Former Federal Reserve chairman and advisor of the Obama administration is concerned that the Euro area may break up after the Greek fiscal crisis that sparked an unprecedented bailout by the region’s members.

“You have the great problem of a potential disintegration of the Euro” Paul Volcker (82) said in a speech in London. “The essential element of discipline in economic policy and in fiscal policy that was hoped for” has “so far not been rewarded in some countries.”

European leaders pledged a rescue package of almost $1 trillion this week to counter a mounting debt crisis and restore confidence in the currency. Former US Treasury Secretary John Snow said this week the Euro may need a common fiscal policy to survive, a comment echoed by Norman Lamont, who was UK finance minister when Britain opted out from the Euro in 1992.

“Will economic and financial distress finally be resolved by looking toward more integration in a closely integrated Europe, politically as well as economically?” said Volcker, who chairs President Barack Obama’s Economic Recovery Advisory Board. “I do have my hopes, as a believer in the Euro.”

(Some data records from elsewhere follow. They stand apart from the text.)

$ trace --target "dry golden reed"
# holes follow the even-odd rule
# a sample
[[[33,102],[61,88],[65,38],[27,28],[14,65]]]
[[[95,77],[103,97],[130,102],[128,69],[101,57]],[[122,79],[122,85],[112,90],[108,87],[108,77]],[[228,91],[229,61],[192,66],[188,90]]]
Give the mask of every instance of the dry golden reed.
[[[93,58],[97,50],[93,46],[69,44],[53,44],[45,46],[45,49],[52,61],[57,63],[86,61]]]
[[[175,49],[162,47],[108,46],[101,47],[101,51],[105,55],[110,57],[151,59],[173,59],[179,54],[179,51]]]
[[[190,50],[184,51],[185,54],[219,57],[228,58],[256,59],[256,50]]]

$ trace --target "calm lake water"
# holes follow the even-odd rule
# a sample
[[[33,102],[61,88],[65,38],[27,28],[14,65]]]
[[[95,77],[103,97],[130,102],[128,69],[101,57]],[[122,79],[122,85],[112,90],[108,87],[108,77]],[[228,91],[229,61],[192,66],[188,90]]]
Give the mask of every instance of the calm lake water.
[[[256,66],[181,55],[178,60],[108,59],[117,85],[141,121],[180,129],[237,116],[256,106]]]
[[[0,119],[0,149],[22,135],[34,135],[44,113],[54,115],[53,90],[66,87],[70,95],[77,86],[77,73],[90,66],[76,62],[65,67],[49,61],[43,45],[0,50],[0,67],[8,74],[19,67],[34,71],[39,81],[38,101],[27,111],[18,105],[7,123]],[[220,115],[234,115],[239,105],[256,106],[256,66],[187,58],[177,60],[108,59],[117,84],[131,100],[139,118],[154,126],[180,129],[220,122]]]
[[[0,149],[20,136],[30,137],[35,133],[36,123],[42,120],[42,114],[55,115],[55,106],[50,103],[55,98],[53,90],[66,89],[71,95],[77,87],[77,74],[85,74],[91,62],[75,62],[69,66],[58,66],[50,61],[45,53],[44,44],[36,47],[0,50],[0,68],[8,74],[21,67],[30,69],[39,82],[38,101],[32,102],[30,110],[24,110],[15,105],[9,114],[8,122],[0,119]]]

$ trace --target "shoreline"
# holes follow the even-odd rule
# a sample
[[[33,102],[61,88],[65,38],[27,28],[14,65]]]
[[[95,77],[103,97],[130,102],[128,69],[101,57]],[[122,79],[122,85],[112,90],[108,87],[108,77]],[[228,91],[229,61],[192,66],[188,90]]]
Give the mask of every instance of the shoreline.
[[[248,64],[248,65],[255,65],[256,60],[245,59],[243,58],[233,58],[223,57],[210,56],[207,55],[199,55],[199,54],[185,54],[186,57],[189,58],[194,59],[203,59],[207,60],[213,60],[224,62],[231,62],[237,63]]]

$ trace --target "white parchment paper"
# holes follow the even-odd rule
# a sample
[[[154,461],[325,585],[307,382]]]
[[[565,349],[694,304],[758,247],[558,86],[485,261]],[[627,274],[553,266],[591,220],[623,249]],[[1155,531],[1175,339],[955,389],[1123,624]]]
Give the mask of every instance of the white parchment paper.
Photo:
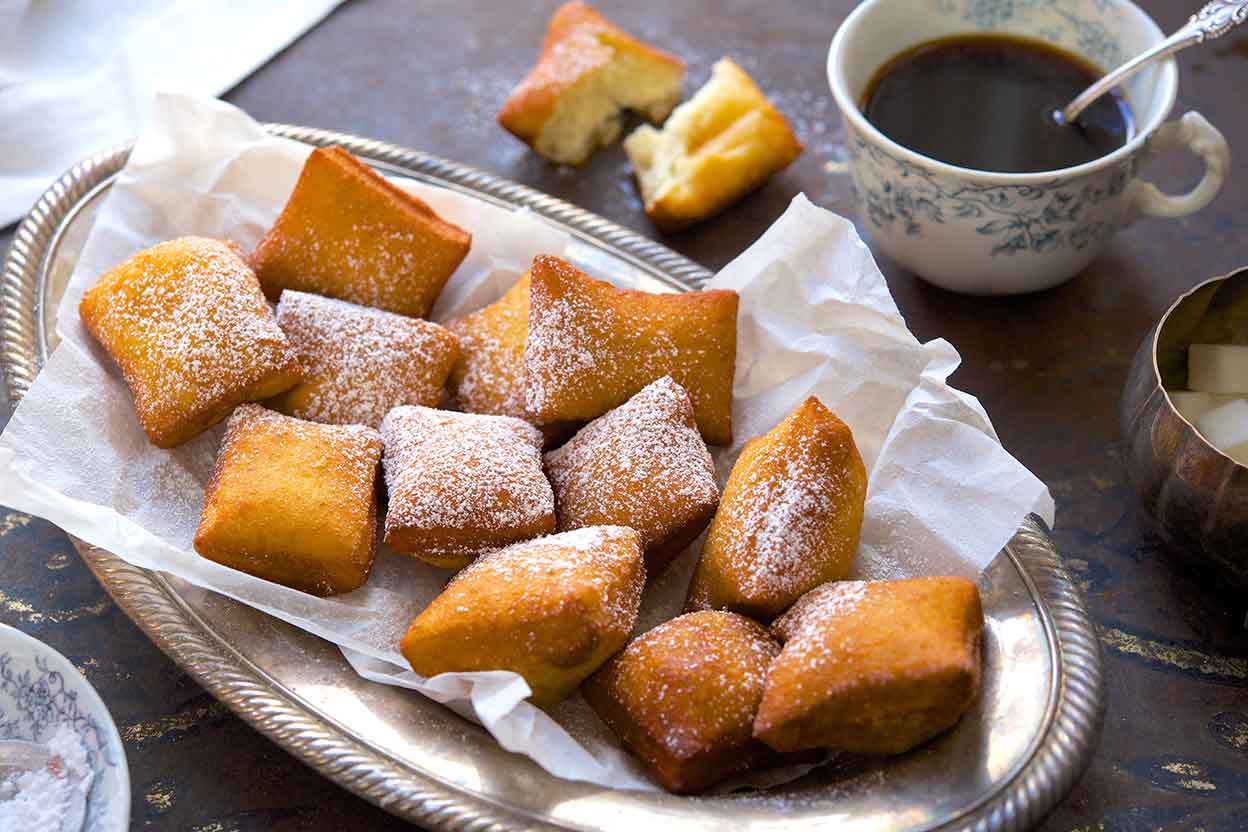
[[[112,186],[70,278],[59,309],[61,343],[0,435],[0,503],[328,639],[362,676],[446,704],[554,775],[653,788],[579,696],[544,712],[525,701],[528,686],[510,672],[424,680],[406,669],[398,640],[441,591],[444,570],[383,548],[366,586],[318,599],[193,553],[221,429],[173,450],[150,445],[120,373],[82,329],[77,302],[107,268],[161,239],[205,235],[255,246],[307,153],[220,101],[157,99],[152,127]],[[492,302],[535,254],[569,244],[527,212],[401,185],[473,233],[434,319]],[[943,341],[914,338],[851,223],[799,196],[713,286],[741,296],[738,440],[715,454],[721,483],[741,444],[814,394],[854,429],[867,465],[860,575],[973,578],[1027,513],[1052,523],[1043,484],[1001,448],[978,402],[946,384],[957,353]],[[639,630],[679,612],[696,550],[646,590]]]

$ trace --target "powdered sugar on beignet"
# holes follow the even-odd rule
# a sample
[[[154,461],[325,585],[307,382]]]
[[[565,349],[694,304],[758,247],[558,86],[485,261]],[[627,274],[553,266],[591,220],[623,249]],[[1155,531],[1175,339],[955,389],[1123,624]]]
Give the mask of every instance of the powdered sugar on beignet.
[[[290,289],[277,303],[277,323],[300,357],[303,382],[272,407],[328,424],[376,428],[401,404],[436,407],[459,349],[436,323]]]
[[[386,543],[438,566],[554,531],[542,434],[513,417],[404,405],[382,420]]]

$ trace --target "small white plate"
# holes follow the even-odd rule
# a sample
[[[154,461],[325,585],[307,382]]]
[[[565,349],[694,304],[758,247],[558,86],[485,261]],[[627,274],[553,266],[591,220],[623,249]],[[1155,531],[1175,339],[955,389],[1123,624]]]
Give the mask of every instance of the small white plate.
[[[46,742],[61,723],[74,726],[95,772],[82,832],[129,828],[130,768],[109,709],[69,659],[0,624],[0,740]]]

The aid package also involved the European Central Bank, which intervened in debt markets after a rout in bonds across the Euro region’s periphery. The European Commission in Brussels said it would “strengthen” its deficit oversight and “align national budget and policy planning” under a system of economic policy coordination.

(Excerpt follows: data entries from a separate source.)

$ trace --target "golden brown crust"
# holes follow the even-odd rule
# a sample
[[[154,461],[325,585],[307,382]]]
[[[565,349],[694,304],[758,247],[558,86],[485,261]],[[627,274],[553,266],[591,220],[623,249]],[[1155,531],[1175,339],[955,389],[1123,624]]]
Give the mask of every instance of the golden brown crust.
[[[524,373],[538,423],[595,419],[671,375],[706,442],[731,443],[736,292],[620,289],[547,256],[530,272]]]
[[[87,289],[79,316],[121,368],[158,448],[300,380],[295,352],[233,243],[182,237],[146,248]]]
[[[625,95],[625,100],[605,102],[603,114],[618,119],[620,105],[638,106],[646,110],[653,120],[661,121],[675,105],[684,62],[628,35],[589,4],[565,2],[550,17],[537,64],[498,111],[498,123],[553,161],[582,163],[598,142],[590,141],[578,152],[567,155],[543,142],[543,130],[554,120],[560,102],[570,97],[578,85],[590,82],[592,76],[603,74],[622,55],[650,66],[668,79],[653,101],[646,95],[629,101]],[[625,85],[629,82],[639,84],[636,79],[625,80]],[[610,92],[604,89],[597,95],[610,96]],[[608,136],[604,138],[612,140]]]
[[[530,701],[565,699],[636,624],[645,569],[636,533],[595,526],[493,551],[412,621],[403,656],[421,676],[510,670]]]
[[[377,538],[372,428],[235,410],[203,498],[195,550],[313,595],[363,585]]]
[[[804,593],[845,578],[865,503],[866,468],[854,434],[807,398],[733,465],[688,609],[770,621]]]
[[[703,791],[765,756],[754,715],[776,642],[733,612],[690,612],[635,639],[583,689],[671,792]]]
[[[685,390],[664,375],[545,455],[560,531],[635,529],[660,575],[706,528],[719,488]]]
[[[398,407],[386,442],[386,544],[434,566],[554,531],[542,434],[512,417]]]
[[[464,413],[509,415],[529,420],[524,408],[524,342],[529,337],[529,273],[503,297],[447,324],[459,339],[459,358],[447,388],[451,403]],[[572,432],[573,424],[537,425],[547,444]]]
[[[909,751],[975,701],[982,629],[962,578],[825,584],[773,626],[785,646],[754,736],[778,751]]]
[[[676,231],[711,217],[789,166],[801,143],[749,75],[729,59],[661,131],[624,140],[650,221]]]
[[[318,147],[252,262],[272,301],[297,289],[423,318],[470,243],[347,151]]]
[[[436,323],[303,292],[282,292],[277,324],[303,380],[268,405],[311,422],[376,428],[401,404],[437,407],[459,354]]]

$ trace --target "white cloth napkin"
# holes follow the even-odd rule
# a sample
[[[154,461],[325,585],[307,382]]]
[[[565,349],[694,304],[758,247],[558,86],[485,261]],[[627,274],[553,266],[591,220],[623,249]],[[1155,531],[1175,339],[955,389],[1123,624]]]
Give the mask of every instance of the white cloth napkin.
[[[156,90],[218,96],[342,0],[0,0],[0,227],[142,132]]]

“For the Euro to be able to survive long term, fiscal consolidation of some kind—tax policy consolidation, fiscal policy consolidation—is probably necessary,” Snow said. Bank of England Governor Mervyn King also commented on the crisis, saying two days ago that it is “very clear” that the currency region needs a fiscal union “to make the monetary union work.”

Soaring bond yields on concern that Greece’s fiscal crisis would spread threatened to shut Spain and Portugal out of debt markets and sparked a weekend of talks with Euro-region finance ministers and central bankers.

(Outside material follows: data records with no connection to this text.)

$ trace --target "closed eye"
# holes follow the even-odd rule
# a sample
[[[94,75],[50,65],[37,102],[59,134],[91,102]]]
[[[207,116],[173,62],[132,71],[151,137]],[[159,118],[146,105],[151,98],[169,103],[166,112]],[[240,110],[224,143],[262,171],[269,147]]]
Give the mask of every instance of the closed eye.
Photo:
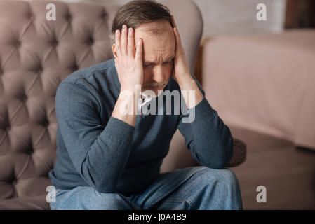
[[[171,59],[170,61],[163,62],[163,64],[166,65],[166,64],[172,64],[173,62],[174,62],[174,59]]]

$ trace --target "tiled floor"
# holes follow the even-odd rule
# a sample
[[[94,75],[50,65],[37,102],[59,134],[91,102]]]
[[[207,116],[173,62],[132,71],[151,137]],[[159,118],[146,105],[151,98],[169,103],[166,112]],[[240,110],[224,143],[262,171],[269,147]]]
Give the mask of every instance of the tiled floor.
[[[240,183],[244,209],[315,209],[315,150],[229,126],[247,145],[246,161],[231,168]],[[258,203],[258,186],[267,202]]]

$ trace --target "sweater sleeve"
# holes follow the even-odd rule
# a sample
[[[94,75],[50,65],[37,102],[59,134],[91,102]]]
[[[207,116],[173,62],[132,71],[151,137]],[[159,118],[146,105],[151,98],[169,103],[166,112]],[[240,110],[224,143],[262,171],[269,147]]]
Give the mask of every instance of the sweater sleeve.
[[[193,75],[192,76],[203,98],[194,108],[187,110],[188,114],[180,115],[177,127],[185,139],[186,146],[199,164],[210,168],[223,169],[233,155],[231,132],[210,105],[200,84]],[[185,104],[185,101],[182,102]],[[189,117],[192,113],[194,113],[194,119],[183,122],[183,118]]]
[[[110,117],[106,125],[97,97],[76,83],[62,83],[55,97],[58,125],[82,178],[102,192],[113,192],[127,163],[134,127]]]

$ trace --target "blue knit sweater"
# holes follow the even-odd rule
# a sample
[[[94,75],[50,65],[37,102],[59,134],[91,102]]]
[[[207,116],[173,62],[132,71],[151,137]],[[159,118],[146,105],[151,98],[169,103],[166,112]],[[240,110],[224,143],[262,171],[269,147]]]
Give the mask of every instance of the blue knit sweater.
[[[180,89],[170,78],[166,90]],[[137,115],[133,127],[111,116],[119,91],[114,59],[76,71],[58,86],[57,160],[48,174],[57,189],[90,186],[126,195],[144,190],[159,174],[177,128],[201,164],[222,169],[231,159],[230,130],[204,97],[192,122],[183,122],[182,114],[149,114]]]

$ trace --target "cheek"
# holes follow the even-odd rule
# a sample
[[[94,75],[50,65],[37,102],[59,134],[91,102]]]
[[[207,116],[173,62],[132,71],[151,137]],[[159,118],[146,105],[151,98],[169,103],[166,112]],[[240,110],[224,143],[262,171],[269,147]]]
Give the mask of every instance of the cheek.
[[[169,79],[170,76],[172,75],[172,71],[173,71],[173,64],[170,64],[164,67],[163,69],[163,74],[165,76],[165,78],[166,78],[166,79]]]
[[[143,83],[147,83],[150,82],[152,80],[152,71],[151,69],[147,68],[143,68]]]

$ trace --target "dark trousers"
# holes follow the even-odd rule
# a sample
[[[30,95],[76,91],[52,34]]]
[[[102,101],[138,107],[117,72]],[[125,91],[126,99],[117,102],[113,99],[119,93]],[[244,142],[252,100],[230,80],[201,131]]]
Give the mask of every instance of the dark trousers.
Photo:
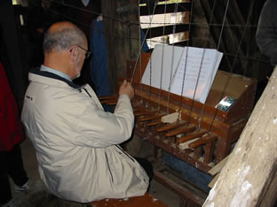
[[[28,179],[23,167],[19,144],[10,151],[0,151],[0,204],[4,204],[12,198],[9,176],[18,186],[24,185]]]
[[[139,165],[146,172],[146,173],[149,177],[149,183],[150,183],[151,180],[153,179],[153,175],[154,175],[152,164],[145,158],[137,157],[134,158],[138,161],[138,163],[139,163]]]

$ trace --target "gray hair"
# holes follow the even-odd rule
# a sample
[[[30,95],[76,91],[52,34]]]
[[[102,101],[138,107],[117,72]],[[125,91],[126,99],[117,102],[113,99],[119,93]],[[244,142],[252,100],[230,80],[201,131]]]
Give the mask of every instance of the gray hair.
[[[78,27],[63,28],[53,32],[47,31],[43,47],[44,51],[62,51],[74,44],[82,45],[83,42],[84,34]]]

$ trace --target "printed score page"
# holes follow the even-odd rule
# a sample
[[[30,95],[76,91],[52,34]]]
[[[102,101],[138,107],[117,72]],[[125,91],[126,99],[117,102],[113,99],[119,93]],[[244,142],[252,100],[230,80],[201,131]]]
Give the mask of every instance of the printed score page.
[[[212,49],[156,45],[142,83],[204,104],[222,56]]]

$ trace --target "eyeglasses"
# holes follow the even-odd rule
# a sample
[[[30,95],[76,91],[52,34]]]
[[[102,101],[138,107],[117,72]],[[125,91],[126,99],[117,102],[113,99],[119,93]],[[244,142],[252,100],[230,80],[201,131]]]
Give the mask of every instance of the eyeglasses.
[[[82,48],[82,47],[81,47],[80,45],[78,45],[78,44],[76,44],[76,45],[77,45],[79,48],[81,48],[82,50],[85,50],[84,56],[85,56],[85,58],[88,59],[88,58],[90,58],[91,52],[89,51],[88,50],[85,50],[84,48]]]

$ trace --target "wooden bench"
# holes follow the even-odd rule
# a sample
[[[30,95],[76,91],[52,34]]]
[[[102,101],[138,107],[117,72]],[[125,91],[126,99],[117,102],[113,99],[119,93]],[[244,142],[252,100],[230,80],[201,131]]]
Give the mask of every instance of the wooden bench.
[[[166,207],[162,202],[154,198],[148,193],[142,196],[130,197],[125,199],[104,199],[100,201],[91,202],[89,203],[91,207],[107,207],[107,206],[117,206],[117,207]]]

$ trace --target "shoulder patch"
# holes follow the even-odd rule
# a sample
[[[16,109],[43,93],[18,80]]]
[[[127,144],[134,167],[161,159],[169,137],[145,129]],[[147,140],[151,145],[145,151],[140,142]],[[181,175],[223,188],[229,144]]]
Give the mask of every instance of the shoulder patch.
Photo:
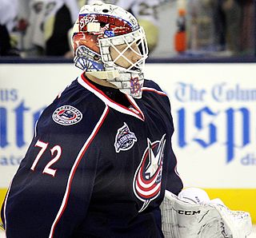
[[[59,125],[72,125],[82,120],[82,114],[72,105],[62,105],[54,112],[52,118]]]
[[[114,148],[116,153],[119,153],[120,150],[130,149],[135,141],[137,141],[135,134],[130,132],[128,125],[124,122],[124,125],[118,129],[115,136]]]

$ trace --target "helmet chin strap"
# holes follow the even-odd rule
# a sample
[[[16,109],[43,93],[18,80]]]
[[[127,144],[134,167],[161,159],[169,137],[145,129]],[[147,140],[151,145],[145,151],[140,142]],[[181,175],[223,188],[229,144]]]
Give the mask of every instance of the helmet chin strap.
[[[86,72],[86,73],[94,76],[99,79],[105,79],[106,81],[111,80],[119,77],[118,70],[111,70],[111,71],[91,71]]]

Deutsche Bank AG Chief Executive Officer Josef Ackermann said in an interview with Germany’s ZDF broadcaster that Greece may not be able to repay its debt in full, arguing it would require “incredible efforts.”

Volcker expressed hope that the Euro will survive. “There is strong opinion to keep it going,” he told journalists after his speech at Mansion House, the residence of the lord mayor of the City, London’s financial district. “That does require, I think, changes in the structure of European economic policy.”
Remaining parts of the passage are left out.